Currently, trio._sync and trio._core._parking_lot go to some effort to make our synchronization primitives fair, in the sense that e.g. when a lock is released it always goes to the next task who requested it in FIFO order. This is attractive because it avoids starvation issues where one task just can't get a lock. The most obvious example would be when you have two tasks running a loop like

while True: async with some_lock: ...

where they keep releasing the lock and then immediately reaquiring it. Currently, the two tasks will alternate round-robin. If we allow barging, then in the naive implementation the thread that just released the lock will deterministically succeed in re-acquiring it, so the lock will never change hands. Of course this isn't the most representative example, but it illustrates the general idea.

Nonetheless, the conventional wisdom is that fairness is actually bad (!!):

Why Windows made their locks unfair: http://joeduffyblog.com/2006/12/14/anticonvoy-locks-in-windows-server-2003-sp1-and-windows-vista/
This issue on the golang tracker has a great discussion of both why they made their locks unfair (with reference to Doug Lea's experiments with java) and also why that has really bitten them sometimes: runtime: fall back to fair locks after repeated sleep-acquire failures golang/go#13086
- Patch that reduced the worst case unfairness of go locks: https://go-review.googlesource.com/#/c/34310/ (the rust parking_lot package uses a similar strategy)
The webkit locking post, which has an extensive discussion of why they allow barging: https://webkit.org/blog/6161/locking-in-webkit/

It's not clear to me whether the conventional arguments apply here, though. AFAICT the biggest reason why fairness is bad is that it prevents the very-common situation where locks are acquired and then released within a single scheduling quantum, without contention.
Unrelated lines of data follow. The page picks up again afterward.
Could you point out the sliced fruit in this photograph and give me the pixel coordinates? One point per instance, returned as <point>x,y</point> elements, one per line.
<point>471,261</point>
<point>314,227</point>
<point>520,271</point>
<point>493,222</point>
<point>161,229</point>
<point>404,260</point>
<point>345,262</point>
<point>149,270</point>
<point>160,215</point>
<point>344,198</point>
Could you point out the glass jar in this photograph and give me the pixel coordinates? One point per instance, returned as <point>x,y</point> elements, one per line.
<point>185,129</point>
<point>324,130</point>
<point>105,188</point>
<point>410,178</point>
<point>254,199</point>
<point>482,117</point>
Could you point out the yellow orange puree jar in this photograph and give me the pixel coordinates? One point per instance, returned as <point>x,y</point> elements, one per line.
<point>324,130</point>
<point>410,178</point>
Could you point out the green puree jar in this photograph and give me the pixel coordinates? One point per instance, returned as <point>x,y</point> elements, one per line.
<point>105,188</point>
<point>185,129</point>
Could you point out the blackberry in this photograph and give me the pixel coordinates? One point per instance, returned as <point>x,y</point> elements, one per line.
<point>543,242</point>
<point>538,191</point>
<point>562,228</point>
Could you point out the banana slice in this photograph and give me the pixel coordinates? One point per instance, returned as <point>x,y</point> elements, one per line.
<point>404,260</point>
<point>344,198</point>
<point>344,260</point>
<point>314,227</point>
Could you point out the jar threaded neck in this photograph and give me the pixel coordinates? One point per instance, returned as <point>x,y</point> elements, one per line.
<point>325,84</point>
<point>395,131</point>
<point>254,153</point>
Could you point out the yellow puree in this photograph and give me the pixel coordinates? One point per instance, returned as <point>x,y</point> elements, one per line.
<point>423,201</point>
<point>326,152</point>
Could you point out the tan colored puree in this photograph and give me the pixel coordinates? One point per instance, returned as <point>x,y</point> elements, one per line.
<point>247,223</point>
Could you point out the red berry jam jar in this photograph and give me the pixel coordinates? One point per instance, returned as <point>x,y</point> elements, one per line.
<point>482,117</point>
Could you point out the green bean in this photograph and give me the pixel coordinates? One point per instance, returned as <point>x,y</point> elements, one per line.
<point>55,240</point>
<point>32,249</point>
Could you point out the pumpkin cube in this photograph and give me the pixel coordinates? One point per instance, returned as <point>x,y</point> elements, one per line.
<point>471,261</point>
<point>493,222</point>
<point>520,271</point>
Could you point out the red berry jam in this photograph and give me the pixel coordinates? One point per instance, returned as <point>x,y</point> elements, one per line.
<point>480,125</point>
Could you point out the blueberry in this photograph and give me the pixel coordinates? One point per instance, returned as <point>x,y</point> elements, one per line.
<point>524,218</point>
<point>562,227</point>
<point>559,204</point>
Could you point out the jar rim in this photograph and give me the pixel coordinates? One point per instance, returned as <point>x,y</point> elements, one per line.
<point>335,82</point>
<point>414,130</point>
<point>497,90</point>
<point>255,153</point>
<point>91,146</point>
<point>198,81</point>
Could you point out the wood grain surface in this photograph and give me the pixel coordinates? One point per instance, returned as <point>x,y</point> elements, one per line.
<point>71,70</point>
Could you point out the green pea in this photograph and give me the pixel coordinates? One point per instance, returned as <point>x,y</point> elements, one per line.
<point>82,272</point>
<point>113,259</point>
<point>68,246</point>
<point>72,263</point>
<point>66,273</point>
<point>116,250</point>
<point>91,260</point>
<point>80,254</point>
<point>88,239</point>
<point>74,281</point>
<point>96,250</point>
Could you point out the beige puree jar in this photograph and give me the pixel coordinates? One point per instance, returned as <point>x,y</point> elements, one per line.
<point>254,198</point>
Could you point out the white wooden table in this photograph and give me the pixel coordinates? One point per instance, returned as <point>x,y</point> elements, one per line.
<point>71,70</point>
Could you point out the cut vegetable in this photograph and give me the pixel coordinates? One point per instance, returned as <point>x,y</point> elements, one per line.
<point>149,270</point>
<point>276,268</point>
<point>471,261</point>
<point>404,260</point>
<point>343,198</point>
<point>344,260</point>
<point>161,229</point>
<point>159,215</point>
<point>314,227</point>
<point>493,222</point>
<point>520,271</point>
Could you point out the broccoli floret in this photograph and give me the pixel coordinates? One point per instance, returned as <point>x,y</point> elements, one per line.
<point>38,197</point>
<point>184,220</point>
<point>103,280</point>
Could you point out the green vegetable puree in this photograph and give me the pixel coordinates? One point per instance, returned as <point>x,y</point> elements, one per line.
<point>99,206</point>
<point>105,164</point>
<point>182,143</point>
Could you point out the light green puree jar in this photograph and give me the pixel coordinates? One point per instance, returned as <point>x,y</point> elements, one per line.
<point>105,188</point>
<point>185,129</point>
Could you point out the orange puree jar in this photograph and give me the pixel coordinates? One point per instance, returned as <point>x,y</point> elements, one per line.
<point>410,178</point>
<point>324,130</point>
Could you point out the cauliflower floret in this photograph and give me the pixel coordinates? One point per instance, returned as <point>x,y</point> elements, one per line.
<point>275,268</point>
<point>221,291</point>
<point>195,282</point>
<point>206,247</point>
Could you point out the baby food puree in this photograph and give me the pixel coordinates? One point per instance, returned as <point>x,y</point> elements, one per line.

In this case barging is great; in a uniprocessor system where a lock can always be acquired/release without pre-empting in between, then barging entirely eliminates contention. Wow! And these kinds of micro-critical-sections that just protect a few quick operations are very common in traditional preemptive code. But... for us, micro-critical-sections often don't need locks at all! So this case that may dominate the traditional analysis basically doesn't exist for us. Hmm. Also, our context switching has very different characteristics than theirs, in terms of relative costs of different operations. I don't feel like I have a very clear sense of how this plays out in practice, though -- pypy tracing might change things a lot, it might matter a lot whether the scheduler gets smart enough to start eliding yield_brieflys (and if so, what policy it uses to do so), etc. And another important consideration is that we can potentially have deep integration between our locking primitives and our scheduler, which might let as avoid some of the specific pathologies that often hit user-level locking primitives trying to interact with a kernel scheduler. (In particular, this comment talks about how we might be able to define fairness such that the task that we hand off to is always the next task to be run.)

The answer here may also vary for different primitives. In particular, fairness for locks and fairness for queues seems rather different. I guess for queues fairness is useful if you're multiplexing a set of inputs with backpressure into put, or using get to multiplex a set of outputs into different channels, because it ends up being fair across those input/output channels?